Kubâd’ın Mezdekîliği kabul etmesiyle mülkün yeniden paylaşımı ve kadınlar ko­nusundaki ortaklık uygulamaları karışık­lıklara yol açmış, ayaklanmalar ve yağma­lar başlamış, Kubâd 496 yılında asiller ve din adamları tarafından azledilip tutuk­lanmış, yerine kardeşi Câmasb getirilmiş­tir. Kubâd bir süre sonra Eftalitler’in des­teğini sağlayarak iktidarı yeniden ele ge­çirmiş (498), 528 yılı Mihrican bayramı sı­rasında Mezdek taraftarlarına genel bir katliam düzenlenmiş ve Mezdek, Kubâd veya oğlu Enûşirvân tarafından Öldürül­müştür. Kubâd’ın yerine geçen oğlu Enû­şirvân zamanında 531’de Mezdekîler ikin­ci defa katliama tâbi tutulmuş ve kitap­ları yakılmıştır. Katliamdan sonra Mezde-kîlik, taraftarlarının kimliklerini gizlemesi sebebiyie karanlık bir mezhep haline dön­müştür. Katliamdan kurtulan Mezdekîler ya gizlenmiş ya da Orta Asya’nın Sâsânî hâkimiyeti dışındaki bölgelerine kaçmış­tır. İslâm’ın başlangıcında İran’ın çeşitli yerlerinde kırsal bölgelere dağılmışlardı. Bunlara Rey ve Hemedan bölgesinde Mezdekiyye, Cürcân’da Muhammire, Orta Asya’da Mübeyyize deniliyordu.

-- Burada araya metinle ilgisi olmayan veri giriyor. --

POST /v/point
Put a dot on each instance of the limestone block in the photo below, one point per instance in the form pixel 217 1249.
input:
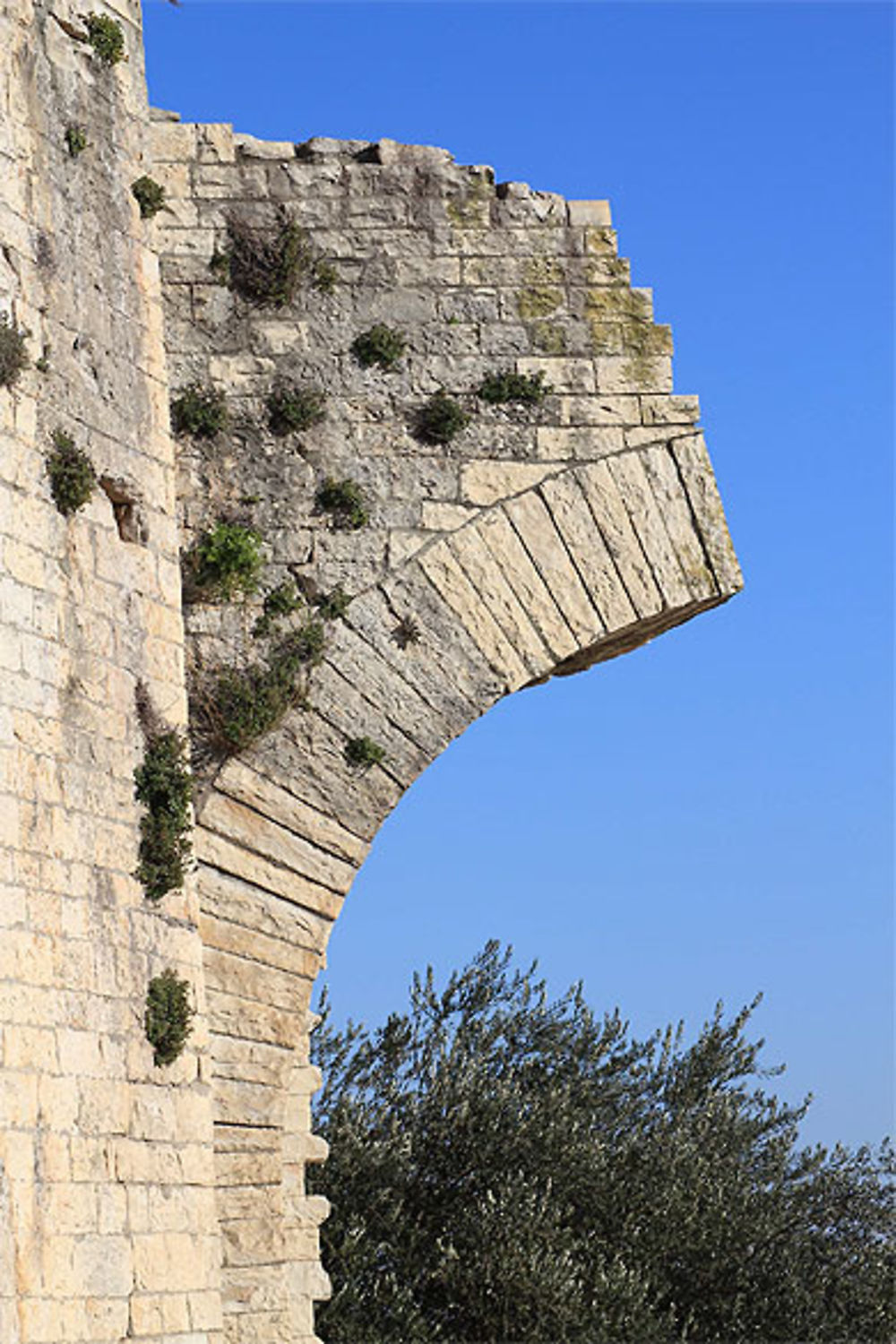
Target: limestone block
pixel 589 212
pixel 696 472
pixel 648 521
pixel 489 481
pixel 587 550
pixel 441 567
pixel 535 527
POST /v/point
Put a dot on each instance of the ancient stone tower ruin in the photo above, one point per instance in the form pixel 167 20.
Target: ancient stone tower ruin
pixel 493 488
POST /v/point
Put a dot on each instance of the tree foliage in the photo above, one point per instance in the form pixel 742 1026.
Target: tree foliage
pixel 508 1168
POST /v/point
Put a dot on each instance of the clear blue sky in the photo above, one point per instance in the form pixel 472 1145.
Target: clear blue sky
pixel 712 814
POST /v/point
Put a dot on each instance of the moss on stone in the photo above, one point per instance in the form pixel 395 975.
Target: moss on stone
pixel 548 338
pixel 538 301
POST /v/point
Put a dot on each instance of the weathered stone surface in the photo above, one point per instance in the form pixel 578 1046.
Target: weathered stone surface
pixel 540 539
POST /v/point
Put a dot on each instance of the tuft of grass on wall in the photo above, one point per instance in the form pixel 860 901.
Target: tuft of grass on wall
pixel 168 1019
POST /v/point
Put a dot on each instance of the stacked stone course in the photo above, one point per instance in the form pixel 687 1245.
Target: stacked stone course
pixel 538 540
pixel 169 1204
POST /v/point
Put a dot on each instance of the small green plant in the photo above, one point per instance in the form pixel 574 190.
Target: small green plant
pixel 292 408
pixel 528 389
pixel 164 785
pixel 263 266
pixel 13 358
pixel 169 1016
pixel 238 706
pixel 199 410
pixel 72 473
pixel 150 195
pixel 441 419
pixel 75 140
pixel 333 605
pixel 225 562
pixel 324 276
pixel 280 601
pixel 379 346
pixel 362 753
pixel 344 502
pixel 406 632
pixel 107 38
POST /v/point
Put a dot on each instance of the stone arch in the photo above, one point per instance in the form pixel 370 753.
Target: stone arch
pixel 586 564
pixel 544 539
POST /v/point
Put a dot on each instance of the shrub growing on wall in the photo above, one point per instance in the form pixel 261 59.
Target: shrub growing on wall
pixel 263 266
pixel 292 408
pixel 344 502
pixel 441 419
pixel 164 785
pixel 381 346
pixel 528 389
pixel 362 753
pixel 169 1016
pixel 199 410
pixel 237 706
pixel 107 38
pixel 13 358
pixel 223 564
pixel 150 195
pixel 72 473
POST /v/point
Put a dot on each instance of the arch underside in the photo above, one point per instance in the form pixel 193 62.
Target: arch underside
pixel 540 543
pixel 589 566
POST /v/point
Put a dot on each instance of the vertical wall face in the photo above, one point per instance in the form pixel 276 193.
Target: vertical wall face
pixel 107 1211
pixel 169 1204
pixel 541 539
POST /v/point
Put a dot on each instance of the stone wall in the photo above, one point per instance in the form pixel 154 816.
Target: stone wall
pixel 108 1222
pixel 541 539
pixel 168 1203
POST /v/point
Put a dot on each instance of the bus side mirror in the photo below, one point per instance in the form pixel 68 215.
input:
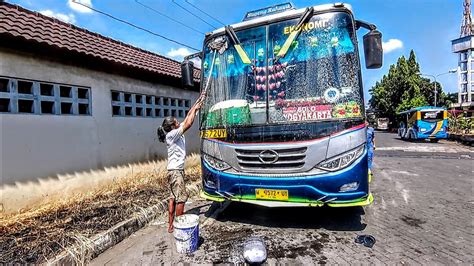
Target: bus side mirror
pixel 373 49
pixel 187 69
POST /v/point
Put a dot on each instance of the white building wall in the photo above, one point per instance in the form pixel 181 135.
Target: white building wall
pixel 35 146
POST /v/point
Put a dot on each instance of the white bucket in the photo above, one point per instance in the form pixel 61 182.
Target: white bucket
pixel 186 233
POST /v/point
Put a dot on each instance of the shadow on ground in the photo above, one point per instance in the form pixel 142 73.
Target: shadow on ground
pixel 333 219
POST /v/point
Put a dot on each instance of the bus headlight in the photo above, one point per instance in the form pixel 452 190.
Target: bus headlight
pixel 216 163
pixel 342 160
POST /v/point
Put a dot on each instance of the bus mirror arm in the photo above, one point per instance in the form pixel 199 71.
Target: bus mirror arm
pixel 372 45
pixel 192 56
pixel 365 25
pixel 187 69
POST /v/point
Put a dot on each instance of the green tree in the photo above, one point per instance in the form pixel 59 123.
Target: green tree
pixel 403 88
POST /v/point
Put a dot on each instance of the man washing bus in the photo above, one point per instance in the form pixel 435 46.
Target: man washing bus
pixel 172 132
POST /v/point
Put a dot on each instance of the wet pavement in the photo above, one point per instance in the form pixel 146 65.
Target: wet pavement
pixel 422 214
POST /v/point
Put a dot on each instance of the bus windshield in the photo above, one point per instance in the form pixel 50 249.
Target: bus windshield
pixel 317 78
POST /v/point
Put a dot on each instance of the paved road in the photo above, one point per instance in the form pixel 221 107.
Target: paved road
pixel 422 214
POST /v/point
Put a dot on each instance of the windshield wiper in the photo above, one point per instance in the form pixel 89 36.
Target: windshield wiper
pixel 233 37
pixel 294 35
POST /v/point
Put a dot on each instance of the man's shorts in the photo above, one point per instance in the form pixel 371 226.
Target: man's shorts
pixel 177 182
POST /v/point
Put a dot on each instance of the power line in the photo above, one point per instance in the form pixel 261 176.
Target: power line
pixel 135 26
pixel 198 17
pixel 170 18
pixel 209 15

VIII ve IX. yüzyıllarda Mezdekiyye her biri bir şahıs adıyla anılan çok sayıda alt gruba ayrılmıştır. VIII. yüzyılda Keysâniyye ile birleşmiş ve bu birleşmeden Ebû Müsiimiyye Sünbâziyye, Mukannaiyye ve Hürremiyye gibi gruplar ortaya çıkmıştır. Mezdekiyye ile ilgili son referans İlhanlı­lar dönemine aittir. Mezdekiyye’nin, baş­ta Bâtınîlikve İsmâilîlik olmak üzere Hür­remiyye, Mübeyyize, Muhammire, Mu­kannaiyye ve Râvendiyye gibi mezhep­lerde etkili olduğu da kabul edilmektedir.

Mezdekiyye hakkındaki kaynakları Süryânîce-Grekçe ve Arapça- Farsça şeklinde iki kategoriye ayırmak mümkündür. Bu konudaki bilgilerin tamamına yakını ha­rekete karşı olanlardan gelmektedir. Mez­dekiyye hakkında en eski kaynak Pseudo-Josue le Stylite’e ait Süryânîce tarih kita­bıdır. Grekçe’de ise VI. yüzyılda Procope, Agathias ve Antakyalı Malalas’a ait kitaplar vardır. Mezdekiyye’ye dair Farsça ve Arapça eserlerin başlıca kaynağı Sâsânî krallık tarihi olan, İbnü’l-Mukaffa’ın Arap­ça’ya çevirdiği Hudâynâme (Siyerü’l-miltûk) adlı eserdir. Ancak eserde Mez­dekiyye hakkındaki bilgiler İbnü’l-Mukaf-fa’ tarafından eklenmiştir. İbnü’l-Mukaffa’ ayrıca Mezdeknâme isimli bir eseri de Kitâbü Mezdek adıyia Arapça’ya çe­virmiş, bunlar Bîrûnî, İbnü’l-Belhî ve İz-zeddin İbnü’l-Esîr tarafından kullanılmış­tır. Bu kaynaklar genellikle Kubâd ve Enû­şirvân döneminin olaylarıyla ilgilenmek­te, Mezdek’in Öğretileri hususunda fazla bilgi vermemektedir. Onun öğretileriyle ilgili temel kaynak Ebû îsâ el-Verrâk’a ait olup Şehristânî ondan nakilde bulunmak­tadır. İbnü’n-Nedîm’deki bilgiler ise daha bağımsız ve tarafsızdır.